Fiorina has cited her time as CEO of HP as a key qualification, and said that under her leadership, the company quadrupled its cash flow and top-line growth. Cruz ended up giving his response to Quintanilla’s question but he first remarked “I’ll buy you a tequila — or even some famous Colorado brownies.” The comment visibly threw the moderator off for a moment and produced a big smile.

And when debate moderators noted that Perkins had previously said that the rich should get greater voting rights than the poor, Fiorina she didn’t always agree with him. But, like Kasich, they believe the policies he’s pursued in Ohio can be an example to the rest of the country. “It’s exciting,” said Angela White during a commercial break. “He’s reiterating that his strategies have been successful. Asked about his involvement with Costco Wholesale Corp., named by U.K. market research firm YouGov as the most LGBT-friendly company, Carson turned the question into a referendum on the media.

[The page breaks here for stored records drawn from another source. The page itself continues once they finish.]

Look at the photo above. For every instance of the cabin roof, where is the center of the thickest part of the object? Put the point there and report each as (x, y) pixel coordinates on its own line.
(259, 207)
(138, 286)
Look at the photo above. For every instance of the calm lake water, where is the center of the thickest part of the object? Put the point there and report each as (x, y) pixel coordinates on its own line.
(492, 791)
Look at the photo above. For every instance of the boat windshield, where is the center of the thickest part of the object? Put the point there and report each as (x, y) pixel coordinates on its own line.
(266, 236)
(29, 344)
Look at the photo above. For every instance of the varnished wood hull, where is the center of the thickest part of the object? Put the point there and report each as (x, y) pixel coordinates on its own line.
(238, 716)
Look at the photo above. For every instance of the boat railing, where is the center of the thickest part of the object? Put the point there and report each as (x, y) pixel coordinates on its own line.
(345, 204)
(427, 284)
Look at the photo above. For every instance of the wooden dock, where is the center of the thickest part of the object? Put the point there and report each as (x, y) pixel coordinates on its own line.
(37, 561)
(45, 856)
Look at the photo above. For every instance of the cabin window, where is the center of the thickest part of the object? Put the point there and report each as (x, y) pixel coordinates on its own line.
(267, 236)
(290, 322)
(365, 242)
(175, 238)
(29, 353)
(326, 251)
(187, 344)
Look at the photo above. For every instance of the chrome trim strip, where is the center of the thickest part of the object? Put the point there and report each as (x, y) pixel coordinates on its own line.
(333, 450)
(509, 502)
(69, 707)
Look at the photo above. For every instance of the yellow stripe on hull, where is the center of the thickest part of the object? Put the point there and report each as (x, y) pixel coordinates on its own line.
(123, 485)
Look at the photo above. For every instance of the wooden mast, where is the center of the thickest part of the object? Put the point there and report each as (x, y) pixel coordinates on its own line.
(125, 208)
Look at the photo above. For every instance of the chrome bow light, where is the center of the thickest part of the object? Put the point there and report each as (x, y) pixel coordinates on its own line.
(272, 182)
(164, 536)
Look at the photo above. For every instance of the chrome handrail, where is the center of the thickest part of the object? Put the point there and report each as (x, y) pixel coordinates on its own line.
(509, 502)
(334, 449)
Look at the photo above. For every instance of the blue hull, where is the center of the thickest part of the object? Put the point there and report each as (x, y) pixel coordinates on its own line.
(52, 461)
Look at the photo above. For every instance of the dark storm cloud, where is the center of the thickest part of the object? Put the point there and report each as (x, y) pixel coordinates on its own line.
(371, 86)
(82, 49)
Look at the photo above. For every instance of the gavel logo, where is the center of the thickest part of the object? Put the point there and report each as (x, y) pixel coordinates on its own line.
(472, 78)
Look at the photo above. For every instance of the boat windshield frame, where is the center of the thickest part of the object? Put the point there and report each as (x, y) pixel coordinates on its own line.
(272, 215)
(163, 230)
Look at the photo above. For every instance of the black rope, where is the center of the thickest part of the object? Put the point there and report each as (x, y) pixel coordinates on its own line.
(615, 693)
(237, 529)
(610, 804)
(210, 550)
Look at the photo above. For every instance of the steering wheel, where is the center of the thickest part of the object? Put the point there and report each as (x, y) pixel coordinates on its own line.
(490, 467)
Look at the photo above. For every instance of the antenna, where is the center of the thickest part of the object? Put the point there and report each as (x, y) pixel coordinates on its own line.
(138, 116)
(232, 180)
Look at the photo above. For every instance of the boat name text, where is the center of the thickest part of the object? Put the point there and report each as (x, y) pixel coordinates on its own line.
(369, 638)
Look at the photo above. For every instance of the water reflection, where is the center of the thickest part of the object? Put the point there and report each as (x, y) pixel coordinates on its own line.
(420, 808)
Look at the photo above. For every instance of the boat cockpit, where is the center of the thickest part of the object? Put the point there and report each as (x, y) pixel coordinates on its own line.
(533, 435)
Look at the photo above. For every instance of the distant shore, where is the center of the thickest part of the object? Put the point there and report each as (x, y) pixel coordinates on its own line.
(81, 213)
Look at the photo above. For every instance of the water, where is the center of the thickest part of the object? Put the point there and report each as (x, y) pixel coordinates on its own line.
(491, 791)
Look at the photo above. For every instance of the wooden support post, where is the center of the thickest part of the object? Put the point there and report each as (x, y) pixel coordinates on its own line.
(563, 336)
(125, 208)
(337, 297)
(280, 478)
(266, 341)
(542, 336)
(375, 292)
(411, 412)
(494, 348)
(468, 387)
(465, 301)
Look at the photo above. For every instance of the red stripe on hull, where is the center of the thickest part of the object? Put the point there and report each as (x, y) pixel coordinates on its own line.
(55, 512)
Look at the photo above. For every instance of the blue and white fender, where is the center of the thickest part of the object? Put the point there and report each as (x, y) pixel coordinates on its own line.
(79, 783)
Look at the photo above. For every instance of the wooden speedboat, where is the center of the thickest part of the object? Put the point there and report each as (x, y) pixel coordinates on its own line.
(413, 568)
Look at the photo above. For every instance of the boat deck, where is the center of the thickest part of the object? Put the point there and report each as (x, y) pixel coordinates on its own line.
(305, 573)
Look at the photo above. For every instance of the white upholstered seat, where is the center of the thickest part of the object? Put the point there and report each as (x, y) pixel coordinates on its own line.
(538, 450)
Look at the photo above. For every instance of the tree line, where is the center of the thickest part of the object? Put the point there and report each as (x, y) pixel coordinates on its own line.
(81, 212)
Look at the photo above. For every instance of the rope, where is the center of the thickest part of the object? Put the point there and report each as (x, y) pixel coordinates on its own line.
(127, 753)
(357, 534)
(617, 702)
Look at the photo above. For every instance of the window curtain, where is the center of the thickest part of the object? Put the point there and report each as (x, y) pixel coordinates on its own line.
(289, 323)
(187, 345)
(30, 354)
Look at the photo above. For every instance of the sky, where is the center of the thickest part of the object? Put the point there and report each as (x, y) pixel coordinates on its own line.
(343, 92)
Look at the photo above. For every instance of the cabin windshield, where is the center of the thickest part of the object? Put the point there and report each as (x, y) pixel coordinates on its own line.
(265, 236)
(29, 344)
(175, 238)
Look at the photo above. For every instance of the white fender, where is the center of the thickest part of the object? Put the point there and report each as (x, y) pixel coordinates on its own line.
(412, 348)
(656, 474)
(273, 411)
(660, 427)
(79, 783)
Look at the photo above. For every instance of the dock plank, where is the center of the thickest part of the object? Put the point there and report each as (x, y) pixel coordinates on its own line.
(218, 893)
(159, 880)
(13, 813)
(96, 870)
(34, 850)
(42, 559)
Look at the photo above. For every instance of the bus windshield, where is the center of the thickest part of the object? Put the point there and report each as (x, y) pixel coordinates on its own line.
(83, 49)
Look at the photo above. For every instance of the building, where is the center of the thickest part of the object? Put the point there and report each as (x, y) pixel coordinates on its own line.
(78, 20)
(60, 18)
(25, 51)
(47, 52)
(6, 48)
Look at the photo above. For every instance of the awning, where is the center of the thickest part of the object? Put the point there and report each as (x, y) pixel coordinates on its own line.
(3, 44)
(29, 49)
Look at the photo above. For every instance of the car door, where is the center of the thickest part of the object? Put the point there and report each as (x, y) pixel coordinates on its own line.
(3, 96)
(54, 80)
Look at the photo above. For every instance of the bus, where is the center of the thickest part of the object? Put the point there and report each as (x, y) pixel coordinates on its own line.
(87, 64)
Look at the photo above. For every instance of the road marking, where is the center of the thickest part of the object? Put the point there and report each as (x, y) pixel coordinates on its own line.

He said equating gay marriage disapproval with homophobia is evidence of “PC culture that’s all about destroying the nation.” Trump, for his part, pitched the bankruptcy of Trump Entertainment Resorts Inc., which owned three Atlantic City casinos, as an asset rather than liability. Talk about tough timing: On the day of the debate, a Florida newspaper called on Rubio to resign for not showing up to recent Senate votes and voicing frustration over the job of serving in Congress. “I’m a constituent of the senator and I helped him and I expected that he would do constituent service, which means that he shows up to work,” Bush said. “He’s a gifted politician.

You get like three days where you have to show up?” “The only reason that you’re doing it now is because we’re running for the same position and someone has convinced you that attacking me is going to help you,” Rubio said. Rubio deflected questions about his personal finances, saying his struggles paying off student loans were evidence of how hard it is for Americans, an answer that could resonate with many voters who had their own student loans to pay off. Several tried to defend their tax proposals, even though many of them have been criticized by independent analysts as being overly optimistic or unrealistic. The Tax Foundation, which bills itself as a nonpartisan tax policy research organization, has said Bush’s tax plan would lead to a 10 percent higher gross domestic product “over the long term” and would add 2.7 million more full-time equivalent jobs, while Trump’s would boost GDP by 11 percent and create 5.3 million more full-time equivalent jobs. “The questions that have been asked so far in this debate illustrate why the American people don’t trust the media,” Cruz said. “This is not a cage match.” He faulted the debate hosts for provoking fights among the candidates by asking if Trump was offering “comic book proposals,” or questioning Carson’s math on his tax plan.